Il vino dealcolato "è un prodotto diverso, lontano dalla sua origine e dai suoi tratti distintivi, che assolve ad un ruolo diverso: non deve essere vissuto come una minaccia, ma come un mezzo che può smuovere equilibri e creare nuove possibilità di mercato".
Ne è convinto l'enologo senese, Jacopo Vagaggini, che spiega tecnicamente in cosa consiste, le conseguenze e soprattutto il perché la parola "vino dealcolato" fa così paura. Spiega che la dealcolazione è una pratica ammessa per legge nella misura massima di 2% alcool (corrispondente al 20% del volume totale) tramite due metodi fisici: l'osmosi inversa, in cui il vino passa attraverso membrane semi-premiabili a pressioni molto elevate fino a 40 atmosfere, da cui si estrae una miscela di acqua ed alcool. L'alcool viene poi separato per distillazione; l'acqua rimanente, cosiddetta acqua di vegetazione, deve essere reincorporata nel vino originale per abbassarne la gradazione alcolica. Quest'ultimo passaggio è stato a lungo incriminato, erroneamente scambiato per un annacquamento che, al contrario, implica un aumento di volume tramite aggiunta di acqua con conseguente diluzione e abbassamento di gradazione alcolica. In alternativa c'è la tecnica dell'evaporazione sottovuoto.
L'alcool etilico ha una temperatura di evaporazione di circa 78°C, più bassa rispetta a quella dell'acqua (100°C); lavorando sottovuoto, che abbassa la temperatura di evaporazione, a circa 20°C si riesce quindi ad eliminare l'alcool senza rimuovere l'acqua. Questa pratica è efficace, ma impoverisce il vino di molti profumi.
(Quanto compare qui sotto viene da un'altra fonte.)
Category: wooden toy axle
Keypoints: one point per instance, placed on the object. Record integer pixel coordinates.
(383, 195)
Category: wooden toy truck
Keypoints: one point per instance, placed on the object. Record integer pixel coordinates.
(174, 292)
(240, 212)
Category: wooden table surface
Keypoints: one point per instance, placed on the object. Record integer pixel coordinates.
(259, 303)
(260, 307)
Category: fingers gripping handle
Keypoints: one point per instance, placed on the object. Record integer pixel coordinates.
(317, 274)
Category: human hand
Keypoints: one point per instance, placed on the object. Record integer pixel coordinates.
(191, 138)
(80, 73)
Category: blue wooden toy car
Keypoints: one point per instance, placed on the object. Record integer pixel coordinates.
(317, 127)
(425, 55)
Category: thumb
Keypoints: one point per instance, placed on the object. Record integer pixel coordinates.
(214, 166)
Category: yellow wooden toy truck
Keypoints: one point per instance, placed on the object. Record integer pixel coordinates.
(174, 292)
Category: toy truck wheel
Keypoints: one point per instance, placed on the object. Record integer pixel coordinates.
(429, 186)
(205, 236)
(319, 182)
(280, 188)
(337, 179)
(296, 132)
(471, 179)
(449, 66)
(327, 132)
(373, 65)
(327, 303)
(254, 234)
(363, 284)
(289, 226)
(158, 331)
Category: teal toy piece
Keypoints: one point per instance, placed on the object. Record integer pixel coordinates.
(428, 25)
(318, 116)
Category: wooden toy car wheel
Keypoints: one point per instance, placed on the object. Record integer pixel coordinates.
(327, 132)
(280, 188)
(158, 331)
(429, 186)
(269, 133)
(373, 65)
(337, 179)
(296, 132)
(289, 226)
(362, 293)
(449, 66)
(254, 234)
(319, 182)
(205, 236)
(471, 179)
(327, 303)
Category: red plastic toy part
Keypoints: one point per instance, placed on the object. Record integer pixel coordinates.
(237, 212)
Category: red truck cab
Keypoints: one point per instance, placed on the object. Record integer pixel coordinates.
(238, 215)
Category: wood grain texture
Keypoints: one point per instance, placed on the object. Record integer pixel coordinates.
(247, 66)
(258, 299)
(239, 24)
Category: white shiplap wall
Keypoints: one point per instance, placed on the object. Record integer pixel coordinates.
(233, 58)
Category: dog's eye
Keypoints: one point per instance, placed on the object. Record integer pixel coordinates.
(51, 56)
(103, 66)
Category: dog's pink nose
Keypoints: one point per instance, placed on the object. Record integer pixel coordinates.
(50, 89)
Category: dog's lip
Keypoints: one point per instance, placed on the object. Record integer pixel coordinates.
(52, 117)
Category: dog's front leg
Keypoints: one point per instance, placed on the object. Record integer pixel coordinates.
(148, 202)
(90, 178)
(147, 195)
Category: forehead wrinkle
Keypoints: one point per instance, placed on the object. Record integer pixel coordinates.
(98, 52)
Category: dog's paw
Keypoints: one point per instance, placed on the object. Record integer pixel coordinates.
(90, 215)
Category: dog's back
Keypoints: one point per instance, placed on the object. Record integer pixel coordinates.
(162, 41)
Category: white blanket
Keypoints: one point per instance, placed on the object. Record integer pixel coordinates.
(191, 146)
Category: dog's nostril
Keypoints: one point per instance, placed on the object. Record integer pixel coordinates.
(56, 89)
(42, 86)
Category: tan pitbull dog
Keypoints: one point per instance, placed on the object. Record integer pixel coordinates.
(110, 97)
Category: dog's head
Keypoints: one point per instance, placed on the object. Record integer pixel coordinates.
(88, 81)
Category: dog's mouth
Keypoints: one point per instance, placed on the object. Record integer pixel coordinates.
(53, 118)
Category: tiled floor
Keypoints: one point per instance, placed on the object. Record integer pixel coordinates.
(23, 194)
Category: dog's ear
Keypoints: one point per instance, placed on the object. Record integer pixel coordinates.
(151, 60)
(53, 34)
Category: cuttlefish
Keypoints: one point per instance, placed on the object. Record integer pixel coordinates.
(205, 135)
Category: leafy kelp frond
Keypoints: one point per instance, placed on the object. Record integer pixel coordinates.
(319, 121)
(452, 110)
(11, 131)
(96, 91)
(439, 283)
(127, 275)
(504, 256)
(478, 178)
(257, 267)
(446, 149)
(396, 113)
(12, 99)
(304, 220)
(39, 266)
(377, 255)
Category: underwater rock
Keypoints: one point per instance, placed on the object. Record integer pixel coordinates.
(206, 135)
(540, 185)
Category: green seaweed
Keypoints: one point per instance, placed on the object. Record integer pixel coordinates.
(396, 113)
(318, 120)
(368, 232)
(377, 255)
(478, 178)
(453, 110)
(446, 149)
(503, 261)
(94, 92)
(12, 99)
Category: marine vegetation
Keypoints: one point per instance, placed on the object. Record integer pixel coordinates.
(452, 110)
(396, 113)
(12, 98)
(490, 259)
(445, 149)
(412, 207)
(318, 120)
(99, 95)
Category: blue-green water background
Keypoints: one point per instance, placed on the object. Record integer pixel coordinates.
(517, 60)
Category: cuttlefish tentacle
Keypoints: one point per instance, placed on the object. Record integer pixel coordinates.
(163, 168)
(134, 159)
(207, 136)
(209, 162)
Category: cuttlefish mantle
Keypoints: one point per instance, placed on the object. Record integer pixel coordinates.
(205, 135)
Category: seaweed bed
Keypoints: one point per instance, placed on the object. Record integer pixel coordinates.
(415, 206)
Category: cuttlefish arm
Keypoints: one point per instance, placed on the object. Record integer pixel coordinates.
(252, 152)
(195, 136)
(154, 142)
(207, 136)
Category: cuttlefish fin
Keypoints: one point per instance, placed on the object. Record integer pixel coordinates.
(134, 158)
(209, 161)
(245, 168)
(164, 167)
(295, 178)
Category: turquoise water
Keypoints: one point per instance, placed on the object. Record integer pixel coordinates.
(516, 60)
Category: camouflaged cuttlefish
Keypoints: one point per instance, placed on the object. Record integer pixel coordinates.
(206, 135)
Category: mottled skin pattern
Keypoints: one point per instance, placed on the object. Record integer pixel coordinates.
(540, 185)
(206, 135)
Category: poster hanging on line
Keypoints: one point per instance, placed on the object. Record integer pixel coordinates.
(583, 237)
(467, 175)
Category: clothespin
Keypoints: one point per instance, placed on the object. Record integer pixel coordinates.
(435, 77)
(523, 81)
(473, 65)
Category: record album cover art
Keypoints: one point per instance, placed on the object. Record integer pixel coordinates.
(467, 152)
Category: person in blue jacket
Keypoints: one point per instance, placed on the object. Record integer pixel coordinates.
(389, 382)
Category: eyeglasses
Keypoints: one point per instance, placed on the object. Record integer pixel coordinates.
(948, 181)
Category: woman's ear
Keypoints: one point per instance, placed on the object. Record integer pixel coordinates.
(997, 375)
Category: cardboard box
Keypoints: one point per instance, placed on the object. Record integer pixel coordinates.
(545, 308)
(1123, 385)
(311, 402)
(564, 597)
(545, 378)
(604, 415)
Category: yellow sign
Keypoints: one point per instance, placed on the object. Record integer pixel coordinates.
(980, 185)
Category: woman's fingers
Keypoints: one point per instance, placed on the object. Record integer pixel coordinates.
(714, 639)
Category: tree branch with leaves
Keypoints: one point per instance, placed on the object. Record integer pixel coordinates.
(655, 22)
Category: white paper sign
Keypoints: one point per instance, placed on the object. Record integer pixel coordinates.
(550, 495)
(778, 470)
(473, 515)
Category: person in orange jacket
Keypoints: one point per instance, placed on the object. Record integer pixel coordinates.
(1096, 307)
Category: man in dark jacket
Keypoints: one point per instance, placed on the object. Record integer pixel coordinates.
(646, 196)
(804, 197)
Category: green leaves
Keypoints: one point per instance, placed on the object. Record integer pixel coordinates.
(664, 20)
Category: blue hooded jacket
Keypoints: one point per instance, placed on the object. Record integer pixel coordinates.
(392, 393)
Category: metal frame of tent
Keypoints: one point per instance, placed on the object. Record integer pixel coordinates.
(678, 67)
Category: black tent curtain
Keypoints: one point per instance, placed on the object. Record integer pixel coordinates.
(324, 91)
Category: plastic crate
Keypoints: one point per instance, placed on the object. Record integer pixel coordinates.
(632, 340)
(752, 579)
"Non c'è dubbio che un vino dealcolato sia un prodotto molto artefatto, lontano dalla sua origine e dai suoi tratti distintivi", sottolinea Vagaggini. "Il vino dealcolato è un prodotto diverso che assolve a un ruolo diverso. Viviamo in un mondo sempre più variegato dove la diversità non è più una minaccia, ma un punto di forza che crea nuove possibilità di mercato: anche nelle aziende vinicole la gamma di vini tende ad ampliarsi sempre di più per soddisfare le più svariate richieste. E' spesso nell'estremo che si trova l'equilibrio. È probabile che il vino dealcolato smuova degli equilibri, spingendo il mercato verso vini meno alcolici, un aspetto su cui si lavora da tempo su molti fronti sperimentali: nuove forme di allevamento, nuovi cloni e soprattutto portinnesti più resistenti alla siccità, prodotti e lavorazioni che aiutano la pianta a tollerare meglio il caldo e lo stress. Da alcuni anni stiamo lavorando su nuovi ceppi di lievito in grado di allungare la prima fermentazione del vino, chiamata glicero-piruvica, che sottrae parte dello zucchero destinato alla fermentazione alcolica".